Safe Browsing Site Status, by Google
Web Inspector, by Comodo Security Solutions
Website Malware Scanning, by Foregenix
Rescan, by Revisium
Secapps, by Websecurity
Web Server Security Test by Hig-Tech Bridge or HT Bridge
Acunetix Online, by Acunetix
Scan, by Qualys
Hackmetrix, by Secsignal Quantum
Safe Browsing Site Status
As we saw with Redleg AW-Snap, this is the base from which the APIs service is provided, consequently, the result is identically null:
When I hear the Comodo brand, the first thing that comes to mind are SSL certificates, and based on that reputation, it’s surprising that their scanner detects anything:
Website Malware Scanning
Update notification for WordPress version, and absence in security alerts:
Although they use OWASP Top 10 as a standard, the tendency to detect WordPress updates is repeated:
Web Server Security Test
As with several of the already tested scanners, this online tool is limited to footpring:
At first glance, it is a web vulnerability scanner that promises, but requires many hours (days) of scanning and configurations subject to the technical factor of network scan in its platform; your patience will give the game for lost, and with a 99% chance you’ll look for another scanner, just for the time factor:
With great rapidity of scanning, this online service manages to compete in the major leagues, but loses the game by listing a large number of false positives and vulnerabilities in WordPress that are not accurately identified and cannot be checked and associate to plugins, themes , web services in WordPress or web legacy applications empirically:
Speed, precision, technicality, adaptability and an OWASP Top 10 standard, define the web security scanner that undoubtedly crowns itself as the king. Thanks to its detail feature in the identification of vulnerabilities, it is possible to know with certainty how many and which plugins installed in WordPress incur in known security flaws, delivering reliable and real information:
And as it looks, it is possible scan ISP or host provider:
Hackmetrix found 5 WordPress login usernames, recognized specific failures associated with plugins, and false positives are categorized as low risk vulnerabilities.
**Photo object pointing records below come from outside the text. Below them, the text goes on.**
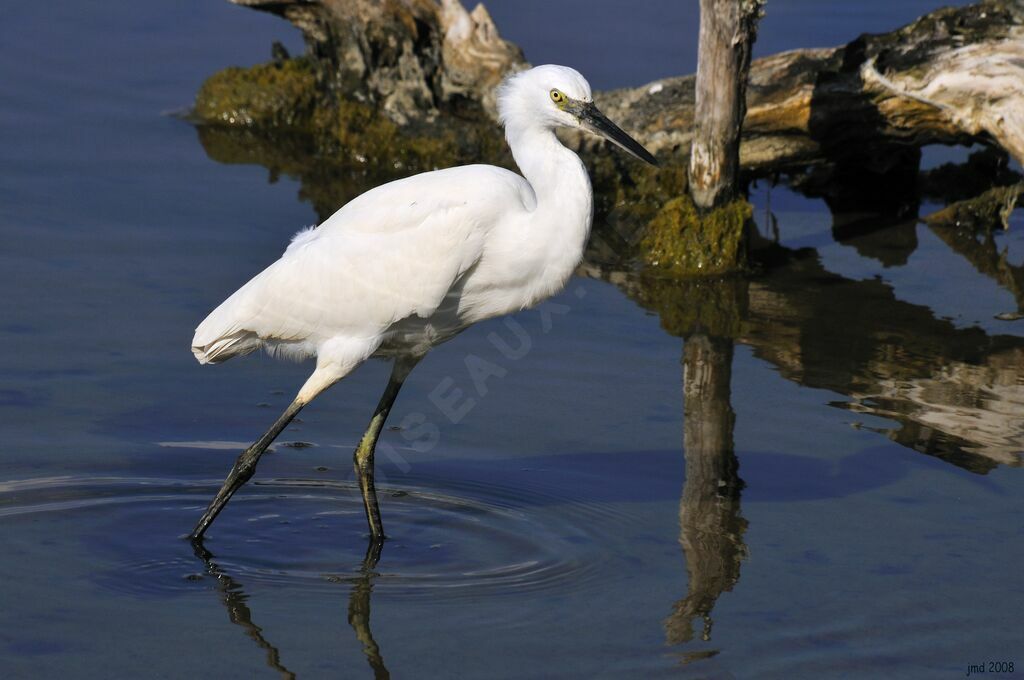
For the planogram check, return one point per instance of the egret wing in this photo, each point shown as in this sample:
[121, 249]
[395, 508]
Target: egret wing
[393, 252]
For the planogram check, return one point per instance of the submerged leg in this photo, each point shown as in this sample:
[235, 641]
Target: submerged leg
[245, 466]
[364, 457]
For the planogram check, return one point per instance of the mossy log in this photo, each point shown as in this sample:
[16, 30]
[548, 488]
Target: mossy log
[835, 119]
[953, 76]
[413, 59]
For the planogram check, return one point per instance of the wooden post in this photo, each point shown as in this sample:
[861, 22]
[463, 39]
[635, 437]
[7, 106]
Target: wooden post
[728, 29]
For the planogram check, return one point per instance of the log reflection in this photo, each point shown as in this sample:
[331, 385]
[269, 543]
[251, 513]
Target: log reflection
[710, 523]
[955, 393]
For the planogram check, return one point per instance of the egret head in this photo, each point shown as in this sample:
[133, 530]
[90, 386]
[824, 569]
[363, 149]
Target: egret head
[558, 96]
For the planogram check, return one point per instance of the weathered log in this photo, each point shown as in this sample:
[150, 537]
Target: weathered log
[412, 58]
[728, 29]
[954, 76]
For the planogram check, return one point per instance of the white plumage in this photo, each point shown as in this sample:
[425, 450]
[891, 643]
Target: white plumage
[413, 262]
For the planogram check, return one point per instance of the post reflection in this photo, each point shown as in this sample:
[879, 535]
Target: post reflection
[235, 600]
[711, 527]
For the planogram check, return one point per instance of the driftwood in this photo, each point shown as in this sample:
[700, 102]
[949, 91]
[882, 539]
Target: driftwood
[954, 76]
[412, 58]
[728, 29]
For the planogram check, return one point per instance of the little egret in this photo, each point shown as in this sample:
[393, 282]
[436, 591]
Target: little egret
[411, 263]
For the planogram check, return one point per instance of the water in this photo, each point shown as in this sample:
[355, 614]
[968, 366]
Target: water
[857, 518]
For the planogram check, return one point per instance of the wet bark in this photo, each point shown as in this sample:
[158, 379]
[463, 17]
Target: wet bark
[728, 29]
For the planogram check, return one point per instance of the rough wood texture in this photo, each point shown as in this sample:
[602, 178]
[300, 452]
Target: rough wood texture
[728, 29]
[953, 76]
[413, 58]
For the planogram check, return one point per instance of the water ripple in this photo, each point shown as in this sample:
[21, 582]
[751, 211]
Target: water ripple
[464, 540]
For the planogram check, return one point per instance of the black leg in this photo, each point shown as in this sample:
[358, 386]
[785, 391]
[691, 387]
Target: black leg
[243, 470]
[364, 457]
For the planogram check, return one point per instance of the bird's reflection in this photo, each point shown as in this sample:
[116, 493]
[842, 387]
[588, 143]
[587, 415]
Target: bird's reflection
[233, 597]
[358, 610]
[711, 528]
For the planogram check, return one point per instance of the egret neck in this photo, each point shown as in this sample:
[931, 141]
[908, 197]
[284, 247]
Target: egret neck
[561, 218]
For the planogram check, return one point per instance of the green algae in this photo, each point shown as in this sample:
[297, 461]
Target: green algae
[284, 99]
[683, 242]
[276, 94]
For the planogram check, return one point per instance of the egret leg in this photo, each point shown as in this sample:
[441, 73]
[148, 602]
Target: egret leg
[364, 457]
[244, 468]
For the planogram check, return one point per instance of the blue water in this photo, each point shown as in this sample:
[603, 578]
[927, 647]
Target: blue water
[878, 415]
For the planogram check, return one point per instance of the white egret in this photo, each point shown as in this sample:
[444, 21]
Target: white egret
[411, 263]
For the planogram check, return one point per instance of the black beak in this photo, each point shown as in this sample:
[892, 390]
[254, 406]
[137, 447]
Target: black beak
[596, 122]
But, web security scanners have a common problem: domain verification. If Hackmetrix add this feature, will be the best of the best WordPress Vulnerability Scanner (something more than being the king). Good news: Hackmetrix team it’s working it; in the coming weeks, Hackmetrix will have ownership verification.
WordPress is the CMS par excellence: companies, universities, political and non-profit organizations base their web technology on this content manager. According to the company Buith With, at the date of publication of this article (April 2018), about 20 million websites using WordPress that were scanned by its detection and recognition system, which exceeds the 10 best millions that the company Q Éxito uses as a statistical base in W3 Techs, but the digit is much higher, since it is asserted that more than 60 million people have used the CMS, and that it represents 30% of the global Internet. This marked preference for WordPress is the explanation of its intrinsically versatile, multipurpose and scalable core, which is possible to create from a simple blog, something as useful as a website with shopping cart and bank payment gateway; WordPress delivers ease to create forums, e-learning platforms, and innumerable categories of websites.
What is the best way to ensure that all the features of WordPress are used with fullness and grandeur, while ensuring the continuity of your business? Hackmetrix, the answer.